Title: Re: all is calm
Post by: once removed on August 17, 2016, 10:55:28 AM
can you elaborate? why did you cancel everything?

the next trigger will surface - you cant always prevent that. anticipating it vs walking on eggshells is a fine line. what can you do to make things more peaceful for you, specifically?


Title: Re: all is calm
Post by: adaw on August 17, 2016, 12:59:32 PM
My functions are also a time I exploit to network. As most of her so called friends are degenerates they can have a huge negative on my standing in the industry. I had no choice, but arranged another function for a different date without informing her


Title: Re: all is calm
Post by: schwing on August 17, 2016, 02:28:44 PM
Hi adaw,

Last night she changed from volatile to loving caring. This peace won't last and I'm waiting for the next trigger to surface.

Consider the possibility that for people with BPD (pwBPD), feelings of closeness and intimacy are a trigger for their disordered feelings. 

Quote from: adaw
I was planning my birthday party for just a small group of family.

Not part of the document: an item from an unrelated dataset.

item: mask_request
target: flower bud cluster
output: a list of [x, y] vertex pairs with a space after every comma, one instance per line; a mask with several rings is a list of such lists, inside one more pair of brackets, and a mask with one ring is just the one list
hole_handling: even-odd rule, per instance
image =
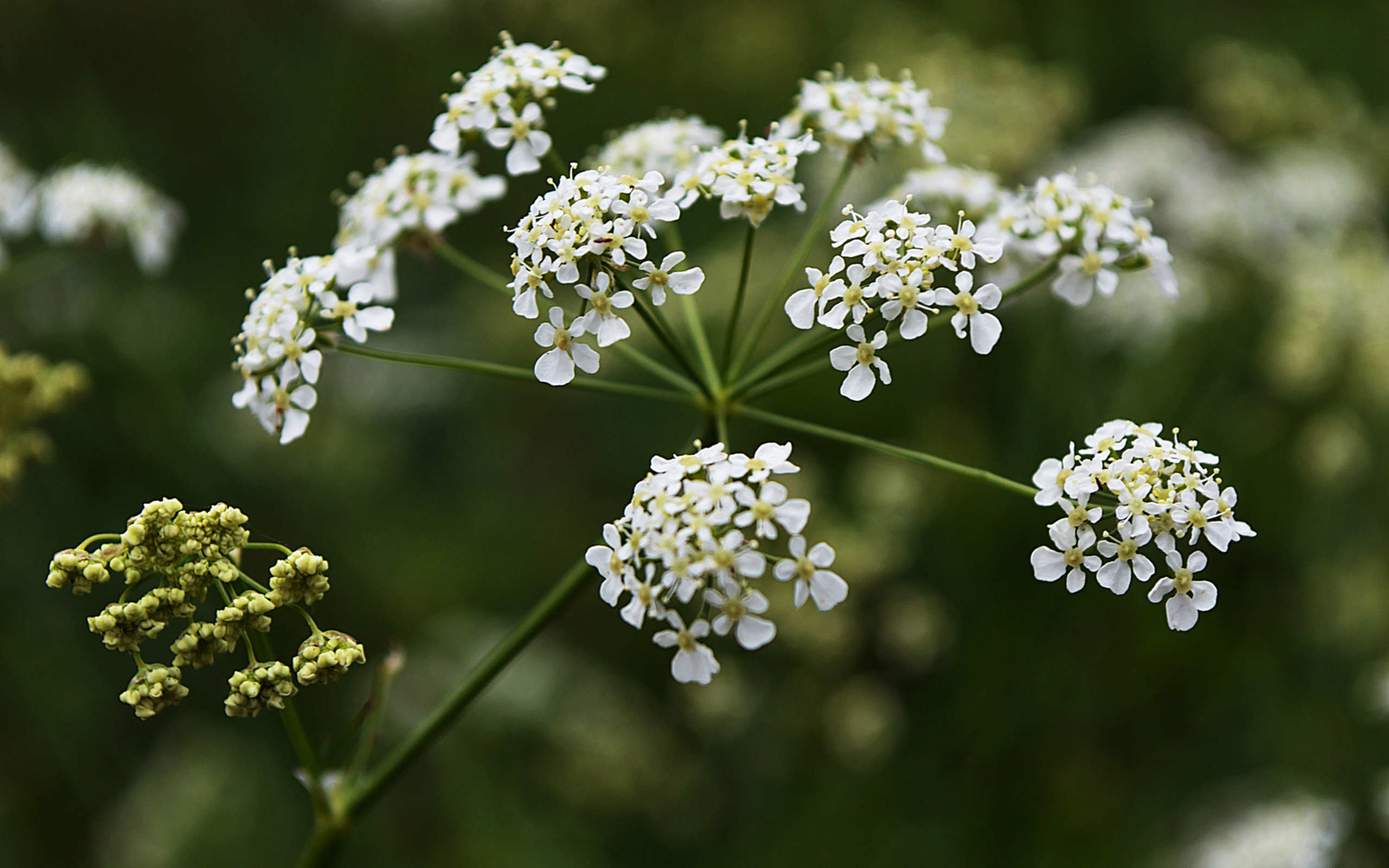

So a party with just a small group of family, may be precisely the kind of context that would trigger her.

Quote from: adaw
The restaurant where I booked told me 50 people cannot be seated there. I said you have it wrong it is 15 people. She invited her friends. I cancelled everything

So it's no wonder that she tried to change it into a completely different kind of party.

I had no choice, but arranged another function for a different date without informing her

Keeping her in the dark will work out better for the event itself, but if she finds out that you arranged something without informing her, this will certainly trigger her abandonment fears.  Tread carefully.

Best wishes,

Schwing


Title: Re: all is calm
Post by: waverider on August 17, 2016, 05:23:29 PM
My functions are also a time I exploit to network. As most of her so called friends are degenerates they can have a huge negative on my standing in the industry. I had no choice, but arranged another function for a different date without informing her

Is there any reason you couldn't have two separate events from the start, and be enthusiastic  about both. I can see how a birthday social being used as a networking event can undermine a celebration point of view.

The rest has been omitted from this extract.